A new era for DCH ED

“Agyle speeds things up by bringing information together in one place, so staff in the ED can access and update information immediately. It also makes it quicker and easier to share information with other departments or healthcare providers”, said Spencer Cheung, consultant in emergency medicine at DCH.

The past year has seen Agyle evolve enormously. Through intensive collaboration with DCH and other trusts, Agyle now facilitates transformed clinical workflows, optimises clinical safety and efficiency, and embraces the latest technology and information standards.

Agyle went live in the DCH ED in April 2022, with the department seeing benefits almost immediately. Agyle has helped DCH tackle some of the biggest operational and patient flow challenges, including ambulance handover management, real-time KPI reporting, and trust-wide visibility of ED activity and patient acuity. This has been achieved while also improving the clinician experience and creating more efficient clinical and operational processes.

An exceptional set of benefits

  • Rapid and flexible deployment - Agyle can successfully be deployed in a matter of months, versus years
  • Interoperability and regional working - effective clinical information sharing between clinical systems, across a trust and even region-wide
  • Improved clinical safety - Agyle provides secure access to timely and consistent clinical documentation, supported by robust clinical governance practices
  • Cost-effective, modular approach - trusts can select the modules that meet their needs, add-in bespoke additional development, and maintain their preferred deployment approach
  • Increased time for patient care - by improving visibility and clinical processes, facilitating patient flow and reducing time spent on computer systems
  • Easy to learn and train - the intuitive platform makes training extremely efficient
  • Future proofed - built on the Fusion AI Cadence engine, Agyle is geared to support proactive prevention and intelligent care provision. Agyle takes the approach of truly partnering with customers to co-develop the solution, supporting them on their own unique digital transformation journey

With an exciting new look and feel, enhanced functionality and even more tailoring towards the NHS, Agyle clearly distinguishes itself from its competitors. Agyle is built for the cloud, on an AI platform, and with a mobile-first design.

A compelling proposition for DCH and the NHS

The partnership between DCH and Agyle represents a model example for the NHS. Having faced challenges that are all too familiar across NHS trusts, the DCH journey proves that advanced digital maturity, technological innovation, and user co-design is within reach of all NHS trusts.
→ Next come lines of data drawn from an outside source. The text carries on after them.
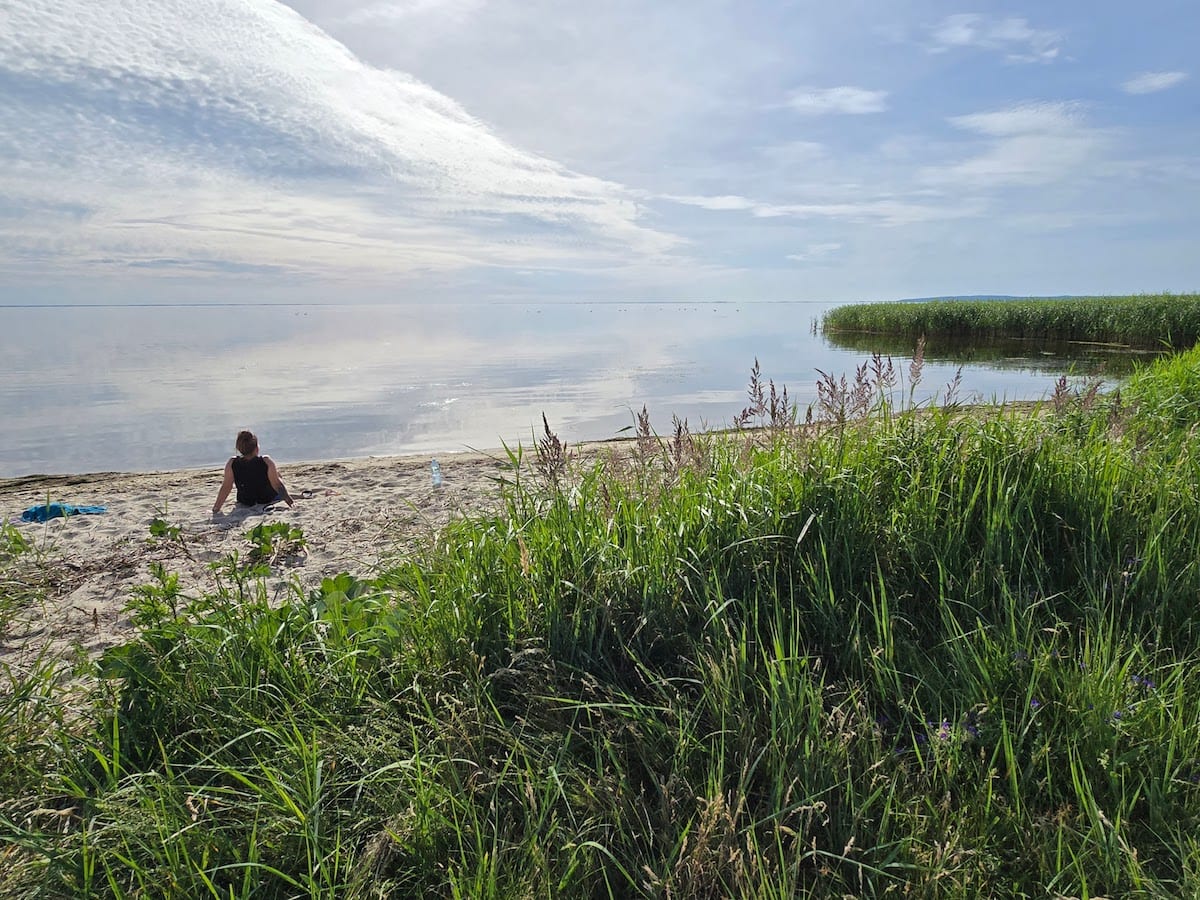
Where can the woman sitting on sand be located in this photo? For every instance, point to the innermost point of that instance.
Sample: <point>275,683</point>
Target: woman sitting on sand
<point>256,477</point>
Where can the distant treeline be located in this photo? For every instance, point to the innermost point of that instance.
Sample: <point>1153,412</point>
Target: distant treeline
<point>1150,321</point>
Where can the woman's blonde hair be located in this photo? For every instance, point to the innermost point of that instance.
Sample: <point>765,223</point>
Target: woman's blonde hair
<point>246,443</point>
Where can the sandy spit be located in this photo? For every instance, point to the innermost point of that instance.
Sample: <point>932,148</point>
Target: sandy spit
<point>354,515</point>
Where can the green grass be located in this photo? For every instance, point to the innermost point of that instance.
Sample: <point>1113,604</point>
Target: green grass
<point>1146,321</point>
<point>921,654</point>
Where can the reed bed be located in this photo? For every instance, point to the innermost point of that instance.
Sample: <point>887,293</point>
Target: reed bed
<point>892,652</point>
<point>1145,321</point>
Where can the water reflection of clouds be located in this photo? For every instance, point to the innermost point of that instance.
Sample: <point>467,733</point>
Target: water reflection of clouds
<point>165,388</point>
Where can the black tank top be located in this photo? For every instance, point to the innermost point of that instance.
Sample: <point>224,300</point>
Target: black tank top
<point>253,485</point>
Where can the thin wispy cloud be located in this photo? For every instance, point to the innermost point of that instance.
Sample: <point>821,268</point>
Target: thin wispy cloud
<point>815,252</point>
<point>269,141</point>
<point>1153,82</point>
<point>1014,37</point>
<point>845,100</point>
<point>426,149</point>
<point>1026,144</point>
<point>876,210</point>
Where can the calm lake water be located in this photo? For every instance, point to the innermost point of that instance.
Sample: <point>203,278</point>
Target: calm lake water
<point>137,389</point>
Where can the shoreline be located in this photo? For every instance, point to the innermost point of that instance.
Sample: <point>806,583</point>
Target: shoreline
<point>354,514</point>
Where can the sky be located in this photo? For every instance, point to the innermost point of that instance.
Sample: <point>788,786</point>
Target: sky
<point>425,151</point>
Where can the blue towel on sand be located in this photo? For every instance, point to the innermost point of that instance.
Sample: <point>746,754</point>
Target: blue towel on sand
<point>53,510</point>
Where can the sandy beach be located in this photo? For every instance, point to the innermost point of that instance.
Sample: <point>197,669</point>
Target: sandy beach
<point>354,515</point>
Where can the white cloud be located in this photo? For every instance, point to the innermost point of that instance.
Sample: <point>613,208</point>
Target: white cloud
<point>1030,144</point>
<point>1013,36</point>
<point>844,100</point>
<point>1025,119</point>
<point>222,130</point>
<point>723,203</point>
<point>815,252</point>
<point>1152,82</point>
<point>880,210</point>
<point>406,12</point>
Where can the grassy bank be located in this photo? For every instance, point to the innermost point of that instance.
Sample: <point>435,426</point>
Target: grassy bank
<point>1143,321</point>
<point>933,655</point>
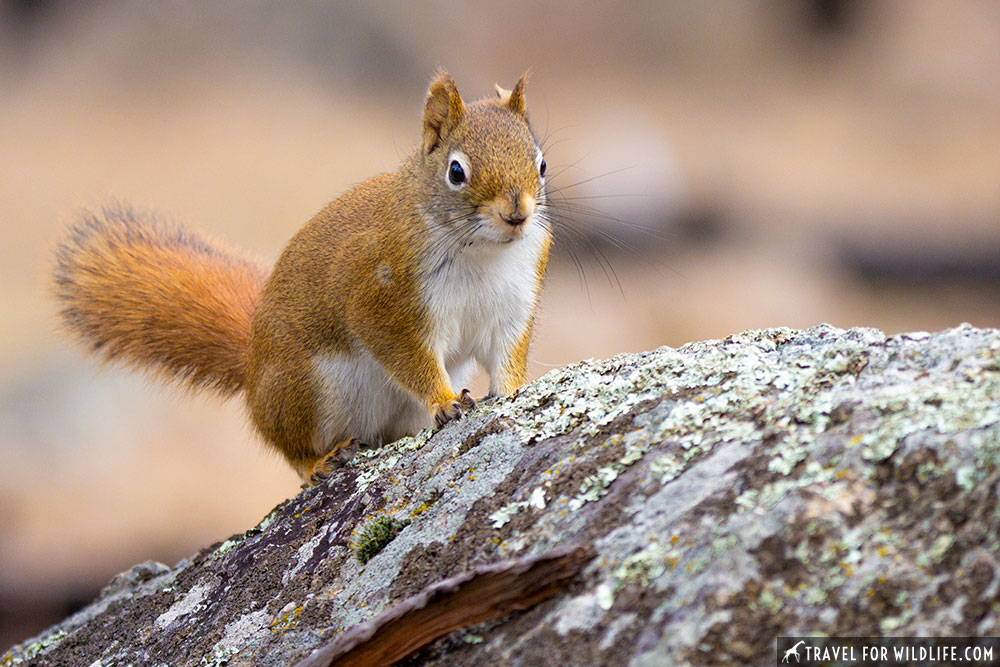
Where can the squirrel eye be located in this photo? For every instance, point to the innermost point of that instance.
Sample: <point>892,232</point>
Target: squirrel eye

Having successfully deployed in the ED department, inpatient functionality is the next exciting challenge that awaits.

Agyle is an intelligent, intuitive, and cost-effective system designed to deliver outcomes rapidly and cost effectively for the NHS and its users. There is much more to come but there is already a compelling story to tell. One that might just offer some insight and hope for other trusts on transformation journeys of their own.